We deconstruct a scoring system to reveal the biases within. Do these biases impact the resulting ranking or not?

by Brian Lee Yung Rowe

Every ranking creates winners and losers. In the case of Bloomberg’s Covid Resilience Ranking, the Philippines is a loser: dead last and called the worst place to be during the pandemic. A damning judgment that the country’s vaccine czar, Carlito Galvez, Jr., says isn’t fair due to a biased scoring methodology. Is Bloomberg’s ranking biased, or is this just a sore loser making excuses?

When faced with a complex world, scores and rankings offer an irresistible simplification to seemingly intractable questions. Bloomberg’s Covid Resilience Ranking attempts to distill how well a country is handling the pandemic with the “least amount of social and economic upheaval” into a single number. This score consolidates at least 12 different factors that span three broader categories: COVID status, re-opening progress, and quality of life.
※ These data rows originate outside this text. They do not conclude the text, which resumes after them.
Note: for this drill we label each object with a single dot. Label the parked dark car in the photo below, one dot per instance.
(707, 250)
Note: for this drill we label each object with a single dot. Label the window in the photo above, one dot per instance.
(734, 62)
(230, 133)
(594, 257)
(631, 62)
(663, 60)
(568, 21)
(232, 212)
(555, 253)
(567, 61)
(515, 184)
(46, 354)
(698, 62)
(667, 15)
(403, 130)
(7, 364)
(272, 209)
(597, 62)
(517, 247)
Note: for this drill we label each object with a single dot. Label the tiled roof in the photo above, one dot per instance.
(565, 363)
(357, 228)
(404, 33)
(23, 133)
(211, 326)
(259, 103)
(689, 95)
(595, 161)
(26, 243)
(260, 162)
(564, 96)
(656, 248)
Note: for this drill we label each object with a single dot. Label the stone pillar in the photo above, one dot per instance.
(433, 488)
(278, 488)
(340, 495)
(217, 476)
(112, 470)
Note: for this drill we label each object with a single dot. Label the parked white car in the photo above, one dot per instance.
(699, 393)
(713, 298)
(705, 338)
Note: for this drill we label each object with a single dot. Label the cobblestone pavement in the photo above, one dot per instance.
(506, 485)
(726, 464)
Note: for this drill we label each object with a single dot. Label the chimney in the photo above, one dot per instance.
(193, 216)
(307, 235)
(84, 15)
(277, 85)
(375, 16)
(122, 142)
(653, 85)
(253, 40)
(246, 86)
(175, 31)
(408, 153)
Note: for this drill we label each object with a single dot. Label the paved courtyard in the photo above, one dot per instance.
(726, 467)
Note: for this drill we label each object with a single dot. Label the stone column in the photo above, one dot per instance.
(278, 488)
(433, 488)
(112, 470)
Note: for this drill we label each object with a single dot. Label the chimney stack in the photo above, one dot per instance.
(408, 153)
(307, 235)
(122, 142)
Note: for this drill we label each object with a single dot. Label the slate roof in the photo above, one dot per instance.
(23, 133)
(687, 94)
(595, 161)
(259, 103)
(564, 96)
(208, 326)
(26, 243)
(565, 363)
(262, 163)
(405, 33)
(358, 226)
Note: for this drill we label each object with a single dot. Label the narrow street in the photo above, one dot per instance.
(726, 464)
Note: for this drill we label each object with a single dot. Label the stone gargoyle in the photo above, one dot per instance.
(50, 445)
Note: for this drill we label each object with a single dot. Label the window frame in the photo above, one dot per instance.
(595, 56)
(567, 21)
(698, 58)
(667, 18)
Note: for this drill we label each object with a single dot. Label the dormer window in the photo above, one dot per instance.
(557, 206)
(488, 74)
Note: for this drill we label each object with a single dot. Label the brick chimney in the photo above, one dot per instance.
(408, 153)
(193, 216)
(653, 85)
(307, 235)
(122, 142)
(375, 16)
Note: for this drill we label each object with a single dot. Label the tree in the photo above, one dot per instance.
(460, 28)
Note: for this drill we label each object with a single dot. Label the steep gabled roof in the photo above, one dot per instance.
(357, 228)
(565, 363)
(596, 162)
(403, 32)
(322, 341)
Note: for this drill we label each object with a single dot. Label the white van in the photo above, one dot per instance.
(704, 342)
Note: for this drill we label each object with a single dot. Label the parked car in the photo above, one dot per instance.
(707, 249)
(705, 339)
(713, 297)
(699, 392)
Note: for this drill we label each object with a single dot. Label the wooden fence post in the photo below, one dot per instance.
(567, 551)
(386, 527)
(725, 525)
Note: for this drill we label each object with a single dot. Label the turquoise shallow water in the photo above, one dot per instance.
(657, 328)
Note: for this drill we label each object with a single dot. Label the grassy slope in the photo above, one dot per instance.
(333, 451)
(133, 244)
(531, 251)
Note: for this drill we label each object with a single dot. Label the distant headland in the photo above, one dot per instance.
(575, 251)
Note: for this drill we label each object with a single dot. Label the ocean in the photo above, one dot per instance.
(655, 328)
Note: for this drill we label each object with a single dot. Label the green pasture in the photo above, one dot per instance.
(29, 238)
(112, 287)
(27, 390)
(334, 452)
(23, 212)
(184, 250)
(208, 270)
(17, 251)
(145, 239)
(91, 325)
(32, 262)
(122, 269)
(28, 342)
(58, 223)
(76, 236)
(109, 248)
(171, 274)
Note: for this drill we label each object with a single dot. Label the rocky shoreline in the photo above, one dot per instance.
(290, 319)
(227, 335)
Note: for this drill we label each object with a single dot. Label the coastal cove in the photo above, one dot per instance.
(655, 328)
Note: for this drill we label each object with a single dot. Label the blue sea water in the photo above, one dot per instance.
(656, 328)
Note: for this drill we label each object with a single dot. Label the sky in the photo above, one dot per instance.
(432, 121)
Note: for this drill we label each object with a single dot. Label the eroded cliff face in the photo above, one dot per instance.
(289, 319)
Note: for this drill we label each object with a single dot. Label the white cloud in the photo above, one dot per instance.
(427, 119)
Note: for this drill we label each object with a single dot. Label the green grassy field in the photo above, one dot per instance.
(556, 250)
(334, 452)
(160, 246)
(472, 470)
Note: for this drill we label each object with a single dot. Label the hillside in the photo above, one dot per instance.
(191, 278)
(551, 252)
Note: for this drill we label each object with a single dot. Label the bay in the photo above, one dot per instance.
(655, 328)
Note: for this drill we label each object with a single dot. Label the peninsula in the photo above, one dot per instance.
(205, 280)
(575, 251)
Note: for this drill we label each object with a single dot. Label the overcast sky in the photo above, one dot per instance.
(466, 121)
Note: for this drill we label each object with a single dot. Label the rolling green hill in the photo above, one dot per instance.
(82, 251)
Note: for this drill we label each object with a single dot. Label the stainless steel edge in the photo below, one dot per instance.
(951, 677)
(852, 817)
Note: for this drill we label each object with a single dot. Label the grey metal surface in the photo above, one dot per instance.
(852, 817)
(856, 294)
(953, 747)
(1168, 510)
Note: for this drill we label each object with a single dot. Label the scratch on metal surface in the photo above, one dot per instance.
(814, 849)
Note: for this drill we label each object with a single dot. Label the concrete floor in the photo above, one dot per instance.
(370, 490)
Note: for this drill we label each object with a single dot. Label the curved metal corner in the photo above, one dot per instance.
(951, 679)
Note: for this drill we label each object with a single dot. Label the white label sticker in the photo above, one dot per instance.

On the surface this resilience score is objective since each factor is quantitative and some underlying mathematical formula is used to define the score. Unfortunately, the use of mathematics and algorithms doesn’t guarantee objectivity. Every scoring system hides bias within its nooks and crannies. Some common sources of bias include:

- the choice of data, which often manifests as selection bias,
- the choice of factors, which is part of the design process, and
- the choice of weights, which is also part of the design of the score.

In terms of data, what are included is just as important as what are omitted. Galvez argues that only 53 countries are included when there are 203 nations globally. This sort of selection bias may not necessarily affect the score, but it could result in the Philippines leaving behind the ignomy of being the worst country to be in for COVID.

The choice of factors in a score is inherently biased, since it is a design process. Someone must decide which factors to include and why. Even in predictive models, the choice of factors can be biased. Someone p-hacking results or prey to confirmation bias will choose specific features to get a result they want, leading to a biased model.

Galvez argues that the resilience ranking overly emphasizes economics and underweights health outcomes. If additional health factors were added, such as oxygen supply, the Philippines could have a higher score and potentially move out of last place. But crying foul of bias while attempting to assert your own seems disingenuous at best.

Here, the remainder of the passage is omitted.